Kindness: Our Core Value

Our efforts as Christians with the positive consciousness that we live and operate as humans within social contexts, having relational existence with other people, should always be geared towards having loving and kind interactions with others. Our sense of kindness and positively treating others nicely with sense of goodness will always be the defining mark of our worth as Christians who are fully humane and wonderfully groomed to be Christlike in orientation and disposition. In the words of James Micheal Curley: It’s nice to be important but it’s more important to be nice.

The true nature of a good-hearted person is evident in the way he or she treats others nicely or with sense of goodness or consideration. By their fruits, you shall know them. Our Lord, Master and Model, Jesus Christ, clearly manifests this sense of kindness as the core expression of His incarnation, salvific identity and mission. Jesus gives us the picture of looking and treating others with the principal focus on their pristine God-given dignity and not on the basis of their social status or strengths or weaknesses. The portrayal of Jesus by the Gospels will help us discover this core truth of human relationships as perfectly expressed by Jesus Christ. Thus, a true Christian follows the footsteps of Christ in the consciousness and reality of being kind to others.

This is not negotiable and irreplaceable in appreciating the worth and value of our Christian identity and the responsibilities flowing from it. Our lives must be remarkably loving, caring and people oriented. Let us reflect on this powerful expression culled from Roy. B. Zuck: The Speaker’s Quote Book: There are ten things for which no one has ever been sorry.

  1. For doing good to all.

  2. For speaking evil of none.

  3. For hearing before judging.

  4. For thinking before speaking.

  5. For holding an angry tongue.

  6. For being kind to the distressed.

  7. For asking pardon for all wrongs.

  8. For being patient toward everyone.

  9. For stopping the ears to a talebearer.

  10. For disbelieving most of the ill reports.

In essence, one cannot be sorry or feel a disturbance of the conscience, feeling so guilty for being a good-hearted person, respecting all and sundry, treating others with true sense of kindness.
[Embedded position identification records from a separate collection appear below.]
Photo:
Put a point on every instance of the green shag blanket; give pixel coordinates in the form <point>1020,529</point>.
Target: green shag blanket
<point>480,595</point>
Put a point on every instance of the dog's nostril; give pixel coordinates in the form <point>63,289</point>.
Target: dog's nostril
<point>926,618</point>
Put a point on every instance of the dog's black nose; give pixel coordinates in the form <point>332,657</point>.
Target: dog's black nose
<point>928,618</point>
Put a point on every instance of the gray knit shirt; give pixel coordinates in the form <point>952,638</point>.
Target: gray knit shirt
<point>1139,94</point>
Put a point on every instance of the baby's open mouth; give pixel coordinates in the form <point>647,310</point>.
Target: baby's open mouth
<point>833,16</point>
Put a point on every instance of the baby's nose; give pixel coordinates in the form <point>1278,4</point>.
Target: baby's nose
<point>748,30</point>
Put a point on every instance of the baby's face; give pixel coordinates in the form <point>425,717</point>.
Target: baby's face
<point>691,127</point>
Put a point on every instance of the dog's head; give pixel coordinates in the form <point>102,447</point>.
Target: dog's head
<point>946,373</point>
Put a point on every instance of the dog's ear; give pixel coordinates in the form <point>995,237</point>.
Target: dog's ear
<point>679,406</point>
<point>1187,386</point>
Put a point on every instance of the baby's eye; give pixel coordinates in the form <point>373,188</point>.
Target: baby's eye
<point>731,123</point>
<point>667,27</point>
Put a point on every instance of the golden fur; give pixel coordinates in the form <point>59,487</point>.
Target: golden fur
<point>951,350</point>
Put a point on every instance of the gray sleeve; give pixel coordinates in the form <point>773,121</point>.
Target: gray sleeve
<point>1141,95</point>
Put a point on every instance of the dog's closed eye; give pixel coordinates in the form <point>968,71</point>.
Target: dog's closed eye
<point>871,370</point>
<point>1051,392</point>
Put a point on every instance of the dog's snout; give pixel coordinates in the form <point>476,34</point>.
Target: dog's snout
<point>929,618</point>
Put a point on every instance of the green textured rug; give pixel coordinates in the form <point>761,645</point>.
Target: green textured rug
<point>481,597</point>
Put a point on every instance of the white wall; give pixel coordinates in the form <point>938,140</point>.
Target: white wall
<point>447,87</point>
We can only feel bad for being unkind to others in our thoughts, words and actions. The ideal of the Christian faith has a deep connection in building a heart that loves all and living out that fruitfully in the contexts of our social interactions and relationship. Pauline theology expresses the concrete qualities of love thus: Love is patient. Love is kind and not jealous: love does not brag and is not arrogant, love does not act unbecomingly: it does not seek its own, is not provoked, does not take into account a wrong suffered, does not rejoice in unrighteousness, but rejoices with the truth; bears all things, believes all things, hopes all things, endures all things. 1 Corinthians 13: 4-7.

The flavor of one’s Christian identity is visible in the context of social interactions at all levels. One needs to keep asking these vital questions to evaluate one’s growth in the Christian pattern: How do I treat others especially subordinates, those outside our pre-conceived social status or those who do not share our perception about life? How do I relate with others? What kind of conversation do I have about others? What are my core values in social interactions and relationships?

In the words of Mother Theresa of Calcutta—Be kind and merciful. Let no one ever come to you without going away better and happier.

At the end of our sojourn, we shall all be evaluated on how kind we have been to others in need of our gestures of our kindness. Cf. Matthew 25: 31-46.

According to Plato-Be kind, for everyone you meet is fighting a hard battle.